No impact on coronavirus

Malcolm said that despite two million extra people in Cornwall over 12 weeks, Public Health confirmed it made no impact on the virus spread.

“I think for two or three reasons,” he told me. “Businesses didn’t want to be the first one to bring Covid in, so a lot of them doubled their cleaning costs and doubled the staff cost in cleaning.

“A lot of our business tends to come from the suburbs, so the vast majority probably came from low infection areas where people had been working from home for three months.”

Grumpy visitors

He added: “On the negative side, we did have visitors who probably didn’t want to be here. We were their second choice. They did seem to be rather grumpy at times – it was only a minority of visitors but it was enough to make a difference.

“On occasions the minority were disrespectful to Cornwall and its people. It was a very small number but you don’t need that many to wind local people up."

Malcolm stressed that the over-popularity of beaches, because the weather was good, means the problem of litter needs to be addressed and there are plans to work with groups like Clean Cornwall.

A busy Porthcurno beach full of people on a hot sunny day

Porthcurno Beach is always one of the most popular spots in Cornwall during the summer (Image: RNLI / Sam Hawken)

Instagram effect on beaches

Malcolm said that the ‘Instagram effect’ continues to draw visitors to some of our most popular beaches – despite some locals not wanting the influx.

“At the Portchurnos and Kynances – which I’m allowed to mention now because summer has gone – we’ve probably got to look at how we deal with parking.

“The Instagram generation take the pictures – we don’t promote those beaches. They do appear on our website but we never promote them on social media. Unfortunately, too many other people do.

“Ironically, a lot of those are local people who then complain – they don’t do it on purpose, but it’s so pretty you take a picture of it and bung it on social media and other people see it and want to visit.”

Next year

He reiterated that Visit Cornwall and the holiday sector need to take stock and get together with multiple agencies, including Cornwall Council and the RNLI.

“Let’s have a mop-up and learn from the problems this year.

“Maybe we won’t have the same problem next year and people can fly to wherever they want. But let’s be prepared and manage the negatives.

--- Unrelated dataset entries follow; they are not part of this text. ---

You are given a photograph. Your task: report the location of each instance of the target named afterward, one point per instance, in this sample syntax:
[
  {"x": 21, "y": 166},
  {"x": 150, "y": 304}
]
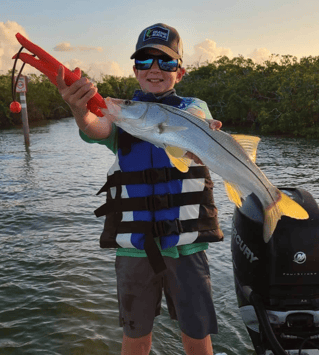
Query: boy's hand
[{"x": 213, "y": 124}]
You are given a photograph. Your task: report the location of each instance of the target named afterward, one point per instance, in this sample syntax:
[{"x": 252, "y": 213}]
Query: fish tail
[{"x": 284, "y": 206}]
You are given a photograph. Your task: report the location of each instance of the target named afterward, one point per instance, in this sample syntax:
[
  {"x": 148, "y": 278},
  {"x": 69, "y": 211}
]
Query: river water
[{"x": 57, "y": 287}]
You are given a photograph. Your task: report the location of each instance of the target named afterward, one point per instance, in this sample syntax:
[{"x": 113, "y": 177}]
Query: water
[{"x": 57, "y": 287}]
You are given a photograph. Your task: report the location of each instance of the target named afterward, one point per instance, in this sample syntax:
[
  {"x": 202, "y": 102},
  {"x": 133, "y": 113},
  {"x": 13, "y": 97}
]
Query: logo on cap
[{"x": 156, "y": 33}]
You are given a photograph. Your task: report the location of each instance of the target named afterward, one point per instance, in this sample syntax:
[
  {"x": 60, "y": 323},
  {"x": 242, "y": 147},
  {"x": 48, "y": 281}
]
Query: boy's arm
[{"x": 77, "y": 96}]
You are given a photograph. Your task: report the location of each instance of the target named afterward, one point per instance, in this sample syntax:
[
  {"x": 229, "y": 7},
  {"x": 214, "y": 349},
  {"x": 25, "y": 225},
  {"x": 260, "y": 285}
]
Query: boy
[{"x": 176, "y": 261}]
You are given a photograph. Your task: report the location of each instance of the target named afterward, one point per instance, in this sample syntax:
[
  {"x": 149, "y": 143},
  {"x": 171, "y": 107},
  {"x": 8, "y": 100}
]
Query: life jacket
[{"x": 147, "y": 198}]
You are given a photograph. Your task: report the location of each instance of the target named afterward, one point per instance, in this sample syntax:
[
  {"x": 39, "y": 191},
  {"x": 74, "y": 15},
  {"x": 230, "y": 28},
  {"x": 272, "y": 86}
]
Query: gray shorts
[{"x": 187, "y": 288}]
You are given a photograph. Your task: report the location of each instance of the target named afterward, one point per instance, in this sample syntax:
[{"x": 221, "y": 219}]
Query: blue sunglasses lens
[
  {"x": 144, "y": 64},
  {"x": 166, "y": 64}
]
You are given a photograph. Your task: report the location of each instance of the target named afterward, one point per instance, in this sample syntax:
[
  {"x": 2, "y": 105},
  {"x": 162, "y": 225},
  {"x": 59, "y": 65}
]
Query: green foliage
[{"x": 278, "y": 97}]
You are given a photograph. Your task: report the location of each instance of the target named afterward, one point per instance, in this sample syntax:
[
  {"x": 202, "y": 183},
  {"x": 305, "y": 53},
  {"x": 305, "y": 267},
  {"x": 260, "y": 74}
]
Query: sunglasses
[{"x": 164, "y": 62}]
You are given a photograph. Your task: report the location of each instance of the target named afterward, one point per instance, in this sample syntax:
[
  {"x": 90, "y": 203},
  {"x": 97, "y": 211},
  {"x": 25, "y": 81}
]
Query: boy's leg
[
  {"x": 137, "y": 346},
  {"x": 197, "y": 346},
  {"x": 188, "y": 291}
]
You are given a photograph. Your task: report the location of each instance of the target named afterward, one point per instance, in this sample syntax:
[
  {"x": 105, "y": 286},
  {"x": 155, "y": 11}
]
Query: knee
[{"x": 137, "y": 346}]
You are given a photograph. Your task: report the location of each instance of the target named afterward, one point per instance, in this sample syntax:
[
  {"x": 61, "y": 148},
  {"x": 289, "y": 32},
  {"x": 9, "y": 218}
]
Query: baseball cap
[{"x": 161, "y": 37}]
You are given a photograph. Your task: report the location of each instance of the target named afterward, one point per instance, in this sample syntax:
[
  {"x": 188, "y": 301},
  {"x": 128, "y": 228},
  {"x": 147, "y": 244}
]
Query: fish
[{"x": 232, "y": 157}]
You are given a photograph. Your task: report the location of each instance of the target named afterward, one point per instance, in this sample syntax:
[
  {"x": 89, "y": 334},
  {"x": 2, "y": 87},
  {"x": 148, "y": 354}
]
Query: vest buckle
[
  {"x": 159, "y": 202},
  {"x": 168, "y": 227},
  {"x": 154, "y": 176}
]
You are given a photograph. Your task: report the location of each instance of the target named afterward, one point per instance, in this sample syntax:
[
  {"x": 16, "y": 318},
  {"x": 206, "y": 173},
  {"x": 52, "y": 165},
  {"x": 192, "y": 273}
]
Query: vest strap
[
  {"x": 152, "y": 176},
  {"x": 154, "y": 202},
  {"x": 168, "y": 227}
]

“We’re working towards that the virus will still be around. The airlines probably will be open as I don’t think the airline industry can survive otherwise, so that will probably take some people away who came here because they couldn’t fly.”

He said that this year’s early message to ‘book ahead’ certainly eased the tourism load and that message will continue.

“I think we will see good numbers next year because people always return the following year when they’ve had good weather. That’s why we have to prepare.

“We will look at some of the issues in certain areas and mitigate before we get there.”

“This summer proved we could run a visitor economy in a Covid situation but there were some negatives that we need to get our heads round and, after that, let’s look forward ten years.”